Jurgen HabermasEdit

Copied from Stanford Philosophical Encyclopedia

Jürgen Habermas currently ranks as one of the most influential philosophers in the world. Bridging continental and Anglo-American traditions of thought, he has engaged in debates with thinkers as diverse as Gadamer and Putnam, Foucault and Rawls, Derrida and Brandom. His extensive written work addresses topics stretching from social-political theory to aesthetics, epistemology and language to philosophy of religion, and his ideas have significantly influenced not only philosophy but also political-legal thought, sociology, communication studies, argumentation theory and rhetoric, developmental psychology and theology. Moreover, he has figured prominently in Germany as a public intellectual, commenting on controversial issues of the day in German newspapers such as Die Zeit.

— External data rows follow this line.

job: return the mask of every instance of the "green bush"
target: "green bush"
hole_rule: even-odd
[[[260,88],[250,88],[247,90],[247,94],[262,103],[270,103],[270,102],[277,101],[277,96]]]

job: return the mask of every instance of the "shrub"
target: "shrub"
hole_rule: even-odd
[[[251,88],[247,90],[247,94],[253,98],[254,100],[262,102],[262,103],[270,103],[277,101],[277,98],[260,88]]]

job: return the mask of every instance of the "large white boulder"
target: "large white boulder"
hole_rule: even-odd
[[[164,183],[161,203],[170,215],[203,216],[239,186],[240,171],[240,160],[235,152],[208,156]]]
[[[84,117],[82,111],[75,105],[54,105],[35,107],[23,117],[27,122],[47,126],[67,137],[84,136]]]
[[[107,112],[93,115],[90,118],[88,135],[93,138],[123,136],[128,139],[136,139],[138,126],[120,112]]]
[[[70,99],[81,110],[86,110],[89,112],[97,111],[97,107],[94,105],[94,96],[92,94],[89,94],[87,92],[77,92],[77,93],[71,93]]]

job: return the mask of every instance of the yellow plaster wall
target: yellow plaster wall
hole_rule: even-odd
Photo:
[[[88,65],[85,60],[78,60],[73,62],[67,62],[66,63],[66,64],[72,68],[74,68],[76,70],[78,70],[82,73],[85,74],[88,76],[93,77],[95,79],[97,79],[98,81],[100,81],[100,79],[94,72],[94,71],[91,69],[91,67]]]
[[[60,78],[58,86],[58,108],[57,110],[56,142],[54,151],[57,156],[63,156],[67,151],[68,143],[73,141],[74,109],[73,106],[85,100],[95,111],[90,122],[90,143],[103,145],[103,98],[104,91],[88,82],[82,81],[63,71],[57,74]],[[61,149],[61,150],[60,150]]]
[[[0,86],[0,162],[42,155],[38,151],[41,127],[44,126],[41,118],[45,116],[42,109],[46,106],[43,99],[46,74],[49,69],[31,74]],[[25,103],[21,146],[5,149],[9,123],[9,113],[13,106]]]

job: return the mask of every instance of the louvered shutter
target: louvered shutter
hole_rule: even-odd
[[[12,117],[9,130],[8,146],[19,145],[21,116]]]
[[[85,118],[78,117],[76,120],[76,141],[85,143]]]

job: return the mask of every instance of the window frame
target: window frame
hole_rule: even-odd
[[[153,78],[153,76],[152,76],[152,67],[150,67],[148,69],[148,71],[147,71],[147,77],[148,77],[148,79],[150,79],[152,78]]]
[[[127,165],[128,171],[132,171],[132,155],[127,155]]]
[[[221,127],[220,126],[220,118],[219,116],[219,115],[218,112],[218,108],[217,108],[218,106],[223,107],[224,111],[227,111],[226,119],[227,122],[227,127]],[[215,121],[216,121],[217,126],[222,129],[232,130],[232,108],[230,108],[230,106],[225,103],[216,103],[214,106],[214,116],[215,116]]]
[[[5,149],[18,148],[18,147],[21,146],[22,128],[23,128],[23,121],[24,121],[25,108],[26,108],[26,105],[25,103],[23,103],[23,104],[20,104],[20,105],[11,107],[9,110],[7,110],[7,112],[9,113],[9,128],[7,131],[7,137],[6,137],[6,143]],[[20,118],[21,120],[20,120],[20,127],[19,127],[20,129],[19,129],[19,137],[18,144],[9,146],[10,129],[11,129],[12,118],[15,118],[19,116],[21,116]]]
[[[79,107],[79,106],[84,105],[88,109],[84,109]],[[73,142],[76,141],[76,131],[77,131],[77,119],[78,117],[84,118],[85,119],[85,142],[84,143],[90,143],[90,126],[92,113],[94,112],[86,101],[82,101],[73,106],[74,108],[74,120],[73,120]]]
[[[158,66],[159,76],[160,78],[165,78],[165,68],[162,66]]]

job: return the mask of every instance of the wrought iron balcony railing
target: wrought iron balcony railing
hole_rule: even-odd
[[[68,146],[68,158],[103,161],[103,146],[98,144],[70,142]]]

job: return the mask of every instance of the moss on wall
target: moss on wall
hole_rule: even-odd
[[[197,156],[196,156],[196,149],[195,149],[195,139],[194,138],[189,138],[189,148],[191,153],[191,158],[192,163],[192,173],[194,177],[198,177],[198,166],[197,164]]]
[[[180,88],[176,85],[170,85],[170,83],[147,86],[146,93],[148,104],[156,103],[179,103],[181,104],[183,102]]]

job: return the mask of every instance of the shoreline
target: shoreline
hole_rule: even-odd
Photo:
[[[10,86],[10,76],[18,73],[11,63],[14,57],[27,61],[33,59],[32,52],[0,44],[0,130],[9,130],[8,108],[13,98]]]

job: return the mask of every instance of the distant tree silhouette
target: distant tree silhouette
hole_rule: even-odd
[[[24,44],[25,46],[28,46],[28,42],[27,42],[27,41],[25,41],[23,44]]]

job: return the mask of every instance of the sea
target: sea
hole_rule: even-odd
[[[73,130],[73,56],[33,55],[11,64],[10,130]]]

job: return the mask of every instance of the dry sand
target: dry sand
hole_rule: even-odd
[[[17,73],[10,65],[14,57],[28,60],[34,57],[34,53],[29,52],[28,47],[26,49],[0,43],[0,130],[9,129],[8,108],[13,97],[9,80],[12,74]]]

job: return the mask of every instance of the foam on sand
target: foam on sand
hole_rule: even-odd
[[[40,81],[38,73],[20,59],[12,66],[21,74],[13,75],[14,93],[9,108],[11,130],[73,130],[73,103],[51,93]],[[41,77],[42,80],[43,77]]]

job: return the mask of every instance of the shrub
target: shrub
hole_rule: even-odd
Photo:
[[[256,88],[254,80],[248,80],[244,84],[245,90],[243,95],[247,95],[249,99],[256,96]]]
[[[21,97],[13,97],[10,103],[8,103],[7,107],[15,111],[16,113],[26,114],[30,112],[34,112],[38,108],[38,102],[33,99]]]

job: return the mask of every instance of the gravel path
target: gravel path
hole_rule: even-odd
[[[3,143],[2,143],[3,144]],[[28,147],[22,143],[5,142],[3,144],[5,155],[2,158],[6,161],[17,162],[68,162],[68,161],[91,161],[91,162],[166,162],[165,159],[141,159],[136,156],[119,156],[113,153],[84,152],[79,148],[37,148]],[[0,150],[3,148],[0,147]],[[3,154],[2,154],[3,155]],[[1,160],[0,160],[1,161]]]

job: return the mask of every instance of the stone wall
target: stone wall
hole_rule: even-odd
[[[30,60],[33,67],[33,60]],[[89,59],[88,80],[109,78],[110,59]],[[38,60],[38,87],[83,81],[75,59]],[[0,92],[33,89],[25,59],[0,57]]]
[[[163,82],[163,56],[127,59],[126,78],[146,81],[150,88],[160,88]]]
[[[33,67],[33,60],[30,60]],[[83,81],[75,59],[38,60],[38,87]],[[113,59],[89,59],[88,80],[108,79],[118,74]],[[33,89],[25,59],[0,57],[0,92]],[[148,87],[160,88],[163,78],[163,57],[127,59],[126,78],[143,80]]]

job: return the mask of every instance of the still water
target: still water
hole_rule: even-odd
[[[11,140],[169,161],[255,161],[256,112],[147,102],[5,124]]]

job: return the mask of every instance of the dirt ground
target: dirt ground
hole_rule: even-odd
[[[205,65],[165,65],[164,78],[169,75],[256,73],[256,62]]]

The Structural Transformation of the Public Sphere [German: 1962 | English: 1989]Edit

Copied from Standford Philosophical Encyclopedia

This first text by Habermas is a detailed historical-sociological examination of the development of the bourgeois public sphere from its origins in the 18th century salons up to its transformation through the influence of capital-driven mass media. In his description of the salons we clearly see his interest in a communicative ideal that later would provide the core normative standard for his moral-political theory: the idea of inclusive critical discussion, free of social and economic pressures, in which interlocutors treat each other as equals in a cooperative attempt to reach an understanding on matters of common concern. As an ideal at the center of bourgeois culture, this kind of interchange was probably never fully realized; nonetheless, it “was not mere ideology” (1989, 160, also 36). As these small discussion societies grew into mass publics in the 19th century, however, ideas became commodities, assimilated to the economics of mass media consumption. Rather than give up on the idea of public reason, Habermas called for a socioinstitutionally feasible concept of public opinion-formation “that is historically meaningful, that normatively meets the requirements of the social-welfare state, and that is theoretically clear and empirically identifiable.” Such a concept “can be grounded only in the structural transformation of the public sphere itself and in the dimension of its development” (ibid., 244). His concluding sketch of such a concept (ibid., 244–48) already contains in outline the two-level model of democratic deliberation he later elaborates in his mature work on law and democracy, Between Facts and Norms (1996b; German ed., 1992b).